The community stadium opened in December 2020, but was originally due to be finished in 2012.

Building work did not start until the end of 2017 – and took 20 months longer than scheduled.

A City of York Council report says: “Unfortunately, the building contractor’s works lasted in total 36 months.

“The building contractor delays are the subject of ongoing commercially sensitive contractual disputes.

“With this in mind, the council are seeking financial damages to the building contractor delays through the DBOM (design, build, operate and maintain) contract with GLL [the organisation that runs the leisure facilities].

“At this time, the council is still awaiting full claim details from GLL, and their building contractor, in order to make a full and thorough assessment.”

Large overspend

The Community Stadium sign that used to be on Jockey Lane in Huntington

According to the latest council report into the stadium, the project is £1.2 million over budget.

It says the costs stem from delays to the opening of the complex and from changes to the project – including extra signs, problems with the boundaries of the site and the price of cladding.

Legal fees and the cost of keeping staff on for more than a year longer than anticipated have also added to the bill.

The report says: “Firstly the delay in the opening of the facility has added internal costs that were not originally budgeted.

“The facility was originally due to open in Summer 2019 so the council has needed to retain the project team. The delays in themselves and the Covid outbreak has resulted in additional legal fees as this has introduced additional complex contractual issues.

“Secondly there have been some additional costs incurred in the build project.

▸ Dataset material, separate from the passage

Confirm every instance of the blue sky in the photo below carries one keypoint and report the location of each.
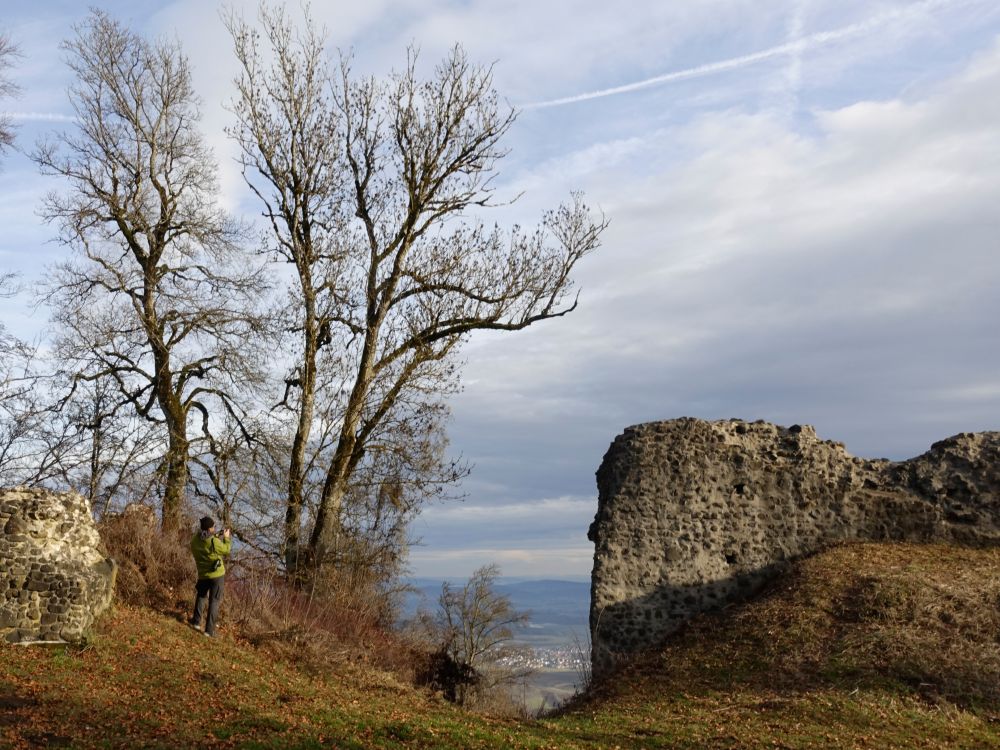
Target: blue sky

“As with any major development through its build phase it is natural that some design changes may be required to ensure the end development is fit for users. The [stadium] has been no different, with partner and council changes being instructed through the build phase, only where absolutely necessary.”

The council is looking to pay off the extra costs using money expected from letting out units at the stadium. But last year the council revealed three restaurant units were not yet rented out due to lack of demand – despite them being marketed since 2017.

A spokesperson for the council said they are unable to comment on confidential processes.

The first game at the LNER Community Stadium is now due to take place on Tuesday night (16 February) when York City host AFC Fylde.